Repris le gros autobus A310 puis le vieux TGV usé. Ce sera juste se poser, sans rompre l’appartenance Québec. Évidemment que ce qu’on retrouve ici à la même place semble plus vieilli et usé (les choses en pensent peut-être autant de celui les regarde). Les livres, un peu gris de l’abandon (décision sera plus facile d’en éliminer quelques dizaines de kilos pour faire de la place, le stockage numérique a désormais l’avantage). Les CD aussi, à stocker dans dans des cartons pour dégager de la place : définitivement inutiles (le premier que j’avais acheté : en 1992, le dernier ? peut-être 2004 ?). En fait, c’est déjà presque comme venir ici préparer le retour : qu’il soit armé et mobile.

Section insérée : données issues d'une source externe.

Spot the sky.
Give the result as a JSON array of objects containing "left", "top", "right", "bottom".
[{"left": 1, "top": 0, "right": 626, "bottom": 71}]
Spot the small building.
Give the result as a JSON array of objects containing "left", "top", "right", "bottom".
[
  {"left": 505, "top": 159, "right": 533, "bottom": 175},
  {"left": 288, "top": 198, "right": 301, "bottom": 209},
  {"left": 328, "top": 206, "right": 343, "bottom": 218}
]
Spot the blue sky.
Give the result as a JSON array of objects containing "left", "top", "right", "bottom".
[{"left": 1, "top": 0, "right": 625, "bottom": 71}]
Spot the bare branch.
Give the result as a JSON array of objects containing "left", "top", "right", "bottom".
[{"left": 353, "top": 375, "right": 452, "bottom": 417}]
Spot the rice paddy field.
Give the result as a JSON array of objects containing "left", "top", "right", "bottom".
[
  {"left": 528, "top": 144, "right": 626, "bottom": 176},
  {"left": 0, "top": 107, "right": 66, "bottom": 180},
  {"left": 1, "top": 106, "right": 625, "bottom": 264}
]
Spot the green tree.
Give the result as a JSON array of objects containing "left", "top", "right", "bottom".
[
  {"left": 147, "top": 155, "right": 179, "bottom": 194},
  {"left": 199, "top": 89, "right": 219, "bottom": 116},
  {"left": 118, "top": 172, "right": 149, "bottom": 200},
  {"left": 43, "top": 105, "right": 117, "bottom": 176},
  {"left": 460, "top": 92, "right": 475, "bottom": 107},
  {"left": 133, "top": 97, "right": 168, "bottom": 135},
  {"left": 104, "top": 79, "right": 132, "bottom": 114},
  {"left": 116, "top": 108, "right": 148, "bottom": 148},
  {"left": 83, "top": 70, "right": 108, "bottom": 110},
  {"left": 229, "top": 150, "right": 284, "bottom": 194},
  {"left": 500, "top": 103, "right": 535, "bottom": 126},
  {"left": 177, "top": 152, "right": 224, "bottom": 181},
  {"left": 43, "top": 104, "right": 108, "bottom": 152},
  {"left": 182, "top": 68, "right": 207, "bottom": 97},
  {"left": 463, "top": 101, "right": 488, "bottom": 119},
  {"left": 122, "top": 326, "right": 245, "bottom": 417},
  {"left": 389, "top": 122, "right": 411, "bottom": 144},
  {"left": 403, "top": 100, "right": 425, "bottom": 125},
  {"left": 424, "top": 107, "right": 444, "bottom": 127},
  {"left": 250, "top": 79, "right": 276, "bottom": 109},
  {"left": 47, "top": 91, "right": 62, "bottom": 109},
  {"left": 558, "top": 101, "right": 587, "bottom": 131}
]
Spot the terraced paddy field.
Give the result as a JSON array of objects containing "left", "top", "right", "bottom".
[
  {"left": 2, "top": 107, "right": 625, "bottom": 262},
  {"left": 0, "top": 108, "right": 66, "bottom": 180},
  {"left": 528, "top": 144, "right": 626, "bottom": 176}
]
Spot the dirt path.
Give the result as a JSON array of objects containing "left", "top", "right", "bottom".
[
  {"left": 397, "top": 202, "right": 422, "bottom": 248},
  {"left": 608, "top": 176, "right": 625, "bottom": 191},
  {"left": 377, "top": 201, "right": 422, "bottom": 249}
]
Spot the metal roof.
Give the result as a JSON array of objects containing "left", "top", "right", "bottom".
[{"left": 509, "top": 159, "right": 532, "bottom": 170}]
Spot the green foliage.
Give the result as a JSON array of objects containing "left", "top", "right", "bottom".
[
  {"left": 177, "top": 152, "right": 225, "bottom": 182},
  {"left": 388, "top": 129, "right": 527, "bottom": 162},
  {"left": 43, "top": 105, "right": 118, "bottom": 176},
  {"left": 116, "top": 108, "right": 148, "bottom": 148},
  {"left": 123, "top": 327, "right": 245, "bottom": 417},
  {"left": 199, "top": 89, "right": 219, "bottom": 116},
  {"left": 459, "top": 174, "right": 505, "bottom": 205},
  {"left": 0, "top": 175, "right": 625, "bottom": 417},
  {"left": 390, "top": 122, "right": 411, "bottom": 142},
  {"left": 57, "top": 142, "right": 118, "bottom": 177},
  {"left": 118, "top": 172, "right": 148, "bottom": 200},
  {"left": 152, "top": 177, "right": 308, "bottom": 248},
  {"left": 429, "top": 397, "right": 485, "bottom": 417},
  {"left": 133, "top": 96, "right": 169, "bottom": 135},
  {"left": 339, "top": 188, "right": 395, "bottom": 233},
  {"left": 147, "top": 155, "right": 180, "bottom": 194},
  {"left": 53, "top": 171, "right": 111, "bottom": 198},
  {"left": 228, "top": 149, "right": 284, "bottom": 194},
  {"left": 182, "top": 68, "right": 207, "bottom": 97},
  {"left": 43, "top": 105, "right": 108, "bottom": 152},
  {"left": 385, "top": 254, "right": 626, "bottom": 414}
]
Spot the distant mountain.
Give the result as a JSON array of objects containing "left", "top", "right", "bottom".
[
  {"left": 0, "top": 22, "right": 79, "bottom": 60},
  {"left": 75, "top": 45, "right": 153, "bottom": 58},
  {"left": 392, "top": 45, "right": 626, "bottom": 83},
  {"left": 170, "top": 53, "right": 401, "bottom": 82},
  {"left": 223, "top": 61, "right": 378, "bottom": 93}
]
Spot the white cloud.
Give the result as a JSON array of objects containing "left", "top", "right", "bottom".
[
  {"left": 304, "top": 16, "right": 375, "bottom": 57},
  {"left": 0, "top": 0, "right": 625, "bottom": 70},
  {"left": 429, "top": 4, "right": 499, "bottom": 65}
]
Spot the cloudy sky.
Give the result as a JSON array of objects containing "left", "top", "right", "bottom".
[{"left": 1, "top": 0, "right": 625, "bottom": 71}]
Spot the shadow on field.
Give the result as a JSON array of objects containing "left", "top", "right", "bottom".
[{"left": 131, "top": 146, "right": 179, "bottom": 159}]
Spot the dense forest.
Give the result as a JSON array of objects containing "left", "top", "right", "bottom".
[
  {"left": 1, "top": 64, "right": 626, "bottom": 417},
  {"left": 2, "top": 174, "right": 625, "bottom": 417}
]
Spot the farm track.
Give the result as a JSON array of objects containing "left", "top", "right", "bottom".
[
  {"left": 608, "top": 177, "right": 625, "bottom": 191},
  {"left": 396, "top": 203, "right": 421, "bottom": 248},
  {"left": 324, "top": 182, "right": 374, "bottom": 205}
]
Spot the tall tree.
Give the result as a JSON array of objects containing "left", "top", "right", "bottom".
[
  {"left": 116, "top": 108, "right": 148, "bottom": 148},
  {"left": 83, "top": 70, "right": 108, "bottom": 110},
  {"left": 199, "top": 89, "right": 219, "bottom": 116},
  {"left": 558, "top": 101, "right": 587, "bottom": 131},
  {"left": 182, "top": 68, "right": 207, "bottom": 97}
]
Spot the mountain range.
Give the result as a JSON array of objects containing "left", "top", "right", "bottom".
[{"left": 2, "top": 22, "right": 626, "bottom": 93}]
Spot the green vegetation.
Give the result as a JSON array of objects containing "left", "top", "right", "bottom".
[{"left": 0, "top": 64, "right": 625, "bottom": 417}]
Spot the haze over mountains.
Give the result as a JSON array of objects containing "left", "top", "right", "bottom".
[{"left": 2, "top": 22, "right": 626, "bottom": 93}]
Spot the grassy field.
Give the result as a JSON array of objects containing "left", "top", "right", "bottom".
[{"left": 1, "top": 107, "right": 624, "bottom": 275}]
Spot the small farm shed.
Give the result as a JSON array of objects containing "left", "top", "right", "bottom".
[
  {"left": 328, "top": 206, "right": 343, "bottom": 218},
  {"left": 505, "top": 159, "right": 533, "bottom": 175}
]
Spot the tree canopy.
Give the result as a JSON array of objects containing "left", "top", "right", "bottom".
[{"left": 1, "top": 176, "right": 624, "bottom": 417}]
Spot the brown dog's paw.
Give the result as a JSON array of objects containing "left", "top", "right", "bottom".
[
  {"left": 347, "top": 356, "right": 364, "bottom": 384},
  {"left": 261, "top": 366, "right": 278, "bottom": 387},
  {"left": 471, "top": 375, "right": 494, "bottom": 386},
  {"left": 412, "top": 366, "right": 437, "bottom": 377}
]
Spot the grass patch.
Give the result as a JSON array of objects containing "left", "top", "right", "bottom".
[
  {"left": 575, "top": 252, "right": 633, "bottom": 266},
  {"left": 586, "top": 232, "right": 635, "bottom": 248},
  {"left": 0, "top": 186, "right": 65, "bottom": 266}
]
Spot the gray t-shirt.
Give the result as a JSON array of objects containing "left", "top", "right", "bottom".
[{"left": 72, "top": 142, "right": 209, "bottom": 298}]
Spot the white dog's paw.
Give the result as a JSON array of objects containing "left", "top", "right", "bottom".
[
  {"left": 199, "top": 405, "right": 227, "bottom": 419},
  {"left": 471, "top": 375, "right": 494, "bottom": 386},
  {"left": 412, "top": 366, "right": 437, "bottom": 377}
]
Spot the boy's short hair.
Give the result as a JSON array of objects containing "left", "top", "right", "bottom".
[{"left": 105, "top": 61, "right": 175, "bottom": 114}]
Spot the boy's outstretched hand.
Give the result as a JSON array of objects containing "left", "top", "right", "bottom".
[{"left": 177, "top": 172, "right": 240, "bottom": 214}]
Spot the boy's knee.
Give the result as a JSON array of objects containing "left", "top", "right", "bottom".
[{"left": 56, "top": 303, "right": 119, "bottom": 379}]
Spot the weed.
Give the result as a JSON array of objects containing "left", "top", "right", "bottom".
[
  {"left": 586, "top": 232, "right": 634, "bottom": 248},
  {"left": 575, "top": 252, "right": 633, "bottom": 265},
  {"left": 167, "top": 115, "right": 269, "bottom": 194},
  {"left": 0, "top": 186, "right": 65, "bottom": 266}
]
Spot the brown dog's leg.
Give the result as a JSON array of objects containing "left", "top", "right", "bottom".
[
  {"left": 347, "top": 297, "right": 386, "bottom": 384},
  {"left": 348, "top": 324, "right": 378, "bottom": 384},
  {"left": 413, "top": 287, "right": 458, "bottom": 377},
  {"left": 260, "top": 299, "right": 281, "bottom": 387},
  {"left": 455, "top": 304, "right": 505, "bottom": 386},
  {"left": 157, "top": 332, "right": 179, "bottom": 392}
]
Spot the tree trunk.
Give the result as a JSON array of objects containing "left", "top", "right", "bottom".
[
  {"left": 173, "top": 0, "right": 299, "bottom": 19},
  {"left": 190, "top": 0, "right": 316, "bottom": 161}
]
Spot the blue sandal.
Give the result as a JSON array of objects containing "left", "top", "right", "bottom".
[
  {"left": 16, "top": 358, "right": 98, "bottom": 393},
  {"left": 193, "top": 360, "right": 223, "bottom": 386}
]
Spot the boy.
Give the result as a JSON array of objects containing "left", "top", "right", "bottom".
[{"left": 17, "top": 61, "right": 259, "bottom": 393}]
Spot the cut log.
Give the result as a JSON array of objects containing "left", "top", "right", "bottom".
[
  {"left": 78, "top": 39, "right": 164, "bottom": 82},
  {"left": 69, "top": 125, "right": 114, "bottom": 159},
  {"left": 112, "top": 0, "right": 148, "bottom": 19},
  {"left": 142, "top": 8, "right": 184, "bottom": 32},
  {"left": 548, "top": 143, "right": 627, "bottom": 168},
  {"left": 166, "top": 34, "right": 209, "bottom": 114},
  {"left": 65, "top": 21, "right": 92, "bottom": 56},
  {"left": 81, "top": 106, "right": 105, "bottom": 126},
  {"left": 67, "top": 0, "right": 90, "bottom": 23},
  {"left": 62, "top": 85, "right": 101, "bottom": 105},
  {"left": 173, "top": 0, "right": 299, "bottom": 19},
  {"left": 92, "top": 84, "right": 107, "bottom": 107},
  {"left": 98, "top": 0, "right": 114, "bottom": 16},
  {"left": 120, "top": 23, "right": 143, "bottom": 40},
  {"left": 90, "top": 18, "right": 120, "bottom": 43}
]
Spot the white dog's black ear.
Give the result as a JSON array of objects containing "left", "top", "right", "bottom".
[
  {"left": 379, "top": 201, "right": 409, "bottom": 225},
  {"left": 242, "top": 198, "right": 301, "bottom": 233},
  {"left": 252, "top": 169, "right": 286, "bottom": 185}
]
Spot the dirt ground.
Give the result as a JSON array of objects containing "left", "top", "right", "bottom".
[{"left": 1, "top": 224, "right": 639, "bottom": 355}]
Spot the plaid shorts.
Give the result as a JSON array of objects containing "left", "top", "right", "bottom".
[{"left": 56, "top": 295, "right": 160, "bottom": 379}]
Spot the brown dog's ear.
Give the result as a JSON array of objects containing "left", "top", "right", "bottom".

Comprendre ou vérifier cette sensation pour moi la plus centrale, et que je projette aussi dans les auteurs canadiens (pas seulement québécois, Gabrielle Roy est annexée par le Québec comme Louis Hémon, quand ça les arrange ils étiquettent), d’un espace agrandi entre les gens, pas seulement la dimension des villes (traverser à pied une rocade ou un parking à Québec, ou la largeur du fleuve comparée à celui d’ici), mais ce qu’on importe de la dimension d’espace jusqu’entre les êtres : la façon dont se tiennent les corps dans le métro même saturé de Montréal n’est pas la même qu’à Montparnasse. C’est l’île qu’on emporte avec soi qui n’a pas la même taille ni les mêmes accostages, même si probablement en Europe aussi on promène avec soi son île (voire, différence avec l’Europe centrale, la fameuse phrase du Journal de Kafka l’inépuisable : Chaque homme promène une chambre en soi...).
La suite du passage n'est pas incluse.